スキル<気配察知>によればその扉の向こうにみんなが囚われているが、簡単には中に潜入出来ない。

部屋の前に5人の軍人が集まって話合っているからだ。


囚われたみんなに対してどう口を割らせるかだ。


割らせるも何も俺の居場所なんて目の前にいる訳なんだし、拠点にしたって囚われたみんなは本当に知らない。


軍人達は困っている。生徒たちみんなは飴と鞭の行使、情に訴えかける戦法では口を割らない。机を叩く等の行為が単なる脅迫で終わっている事実である。

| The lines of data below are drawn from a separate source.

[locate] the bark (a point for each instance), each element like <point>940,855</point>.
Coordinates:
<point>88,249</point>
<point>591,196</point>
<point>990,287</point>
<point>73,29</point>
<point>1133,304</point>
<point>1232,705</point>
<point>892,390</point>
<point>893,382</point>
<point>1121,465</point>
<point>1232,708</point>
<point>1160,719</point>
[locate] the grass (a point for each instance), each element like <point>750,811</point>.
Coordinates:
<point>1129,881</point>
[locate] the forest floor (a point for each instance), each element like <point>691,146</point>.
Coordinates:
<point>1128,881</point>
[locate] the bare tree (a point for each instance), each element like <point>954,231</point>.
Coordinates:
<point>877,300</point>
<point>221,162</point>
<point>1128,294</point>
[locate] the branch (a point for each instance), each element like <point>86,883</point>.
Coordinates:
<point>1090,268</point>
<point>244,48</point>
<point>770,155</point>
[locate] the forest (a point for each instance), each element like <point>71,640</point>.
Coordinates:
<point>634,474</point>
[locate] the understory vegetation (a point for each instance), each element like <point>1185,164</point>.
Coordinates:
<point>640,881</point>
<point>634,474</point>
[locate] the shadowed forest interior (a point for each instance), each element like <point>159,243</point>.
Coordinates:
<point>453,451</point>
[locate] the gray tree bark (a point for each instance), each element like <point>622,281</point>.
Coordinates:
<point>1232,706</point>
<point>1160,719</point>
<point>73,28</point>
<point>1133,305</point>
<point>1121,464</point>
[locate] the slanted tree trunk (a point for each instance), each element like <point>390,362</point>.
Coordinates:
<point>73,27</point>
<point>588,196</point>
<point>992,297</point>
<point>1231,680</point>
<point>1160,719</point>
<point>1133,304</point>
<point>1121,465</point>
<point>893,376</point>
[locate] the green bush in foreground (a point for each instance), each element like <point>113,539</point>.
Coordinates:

だから本格的に爪を剥ぐような拷問をかけようだなんて物騒な話をしている。だがそんな事、本気でやりたがる軍人はいない。


「その役目、俺にやらせて貰えないだろうか。」


俺は名乗りを上げ、姿を現した。軍人5人は険しい顔で俺を見る。


「お前は誰だよ。」

「拷問専門で呼ばれたんだよ。そういう仕事をしている。」


という設定だ。


「なるほど。アラン少尉も悪い人だな。そんな事ならよろしく頼む。」


と軍人達から肩を叩かれた。


「任せてくれ。」


そう答えて、俺は部屋の中に入る・・・・・・生徒たちから恐怖で怯えた視線が浴びせられた。内側から鍵をかける。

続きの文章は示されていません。